How to Save Money with New Tax Deductions 2019?

Filing Form 1099 Online before Deadline

The new tax reform 2019 by Trump has had a tremendous impact on the taxes that one has to pay each year. Especially for freelancers or independent contractors.

Major changes that have affected these 1099 workers are the increment of standard deductions and the decrement of itemized deductions.

Another major change that has happened is the 20% pass-through deduction that is now available to practically every person other than a traditional employee.

Due to these reforms, the standard deduction available to a taxpayer has nearly doubled. As a result, about 90% of taxpayers are going to choose to take the benefit of standard deductions over itemized deductions. However, a good strategy would be to alternate between the two tax years. This means one can incur more deductible expenses in one year and skip incurring them in the next. This way, you can get the maximum benefits of both the deductions available to you as a taxpayer.

Even though some of the expenses may not be practical to plan in such a tax-centric way, like interest on mortgages, there are other expenses that can be planned in this way to offset the regular expense. A good example of this is charitable contributions.

Another option is timing your medical expenses to near the end of the tax year. This will allow you to take the deduction of the medical expenses over two years, as any general medical procedure requires more than a month’s time, and various doctor visits and prescription medicines.

Hire independent contractors for work instead of traditional employees. This is because an equal dollar amount paid to an employee is more expensive than if paid to a contractor, because of social security taxes.
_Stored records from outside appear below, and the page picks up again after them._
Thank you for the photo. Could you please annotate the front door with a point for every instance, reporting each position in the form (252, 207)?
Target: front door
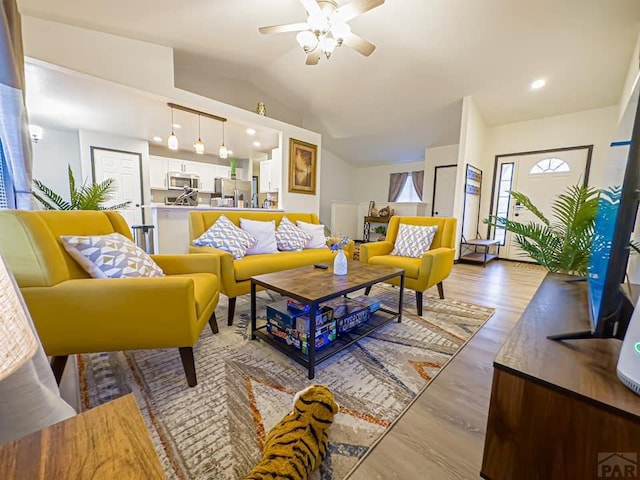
(444, 191)
(125, 168)
(541, 176)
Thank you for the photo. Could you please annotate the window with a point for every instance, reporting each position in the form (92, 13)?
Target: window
(408, 192)
(4, 203)
(550, 165)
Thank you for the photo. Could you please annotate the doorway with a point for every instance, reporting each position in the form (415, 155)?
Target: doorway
(444, 190)
(126, 168)
(541, 175)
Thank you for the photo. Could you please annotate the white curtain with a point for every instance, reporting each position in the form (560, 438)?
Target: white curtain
(14, 130)
(29, 396)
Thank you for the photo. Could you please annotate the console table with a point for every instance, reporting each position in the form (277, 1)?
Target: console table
(106, 442)
(557, 409)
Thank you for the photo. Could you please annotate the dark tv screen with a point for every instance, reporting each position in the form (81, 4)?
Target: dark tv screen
(615, 221)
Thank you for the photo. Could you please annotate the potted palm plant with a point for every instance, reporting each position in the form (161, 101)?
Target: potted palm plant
(563, 243)
(86, 197)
For example, $100,000 paid to a contractor is actually equivalent to $107,650 paid to an employee. This is because the employer has to pay 7.65% Social Security and Medicare tax for his employees apart from the dollar amount already paid to them, whereas, a contractor being self-employed is liable to pay the entire 15.3% Self-employment tax by himself within the $100,000 paid to him just because he is self-employed.

Another way to save taxes is to avoid the penalties. One has to pay a penalty of a maximum of $2,000 (approx.) if he/she fails to make the minimum payment for health insurance, or to IRA as they are required to. One can completely avoid that if they deposit a certain sum of money in their IRA account. When depositing an IRA account, you are putting aside money for your children’s college fund, or your retirement. So the earlier you start, and the more you are able to set aside, the better corpus you’ll have accumulated by the time you retire.

However, if you are going from paycheck to paycheck, worry not. There is another way you can offset your tax expense. This is called harvesting. It means setting off your recognized investment gains by an equitable loss investment. This means, if you have a recognized gain from stocks or sale of capital assets, you can invest in a loss-making initiative, and cover the losses just enough to set off your gains. This brings down your tax incidence. However, this is not an advisable strategy, because, a little slip can cause you a lot of financial damage.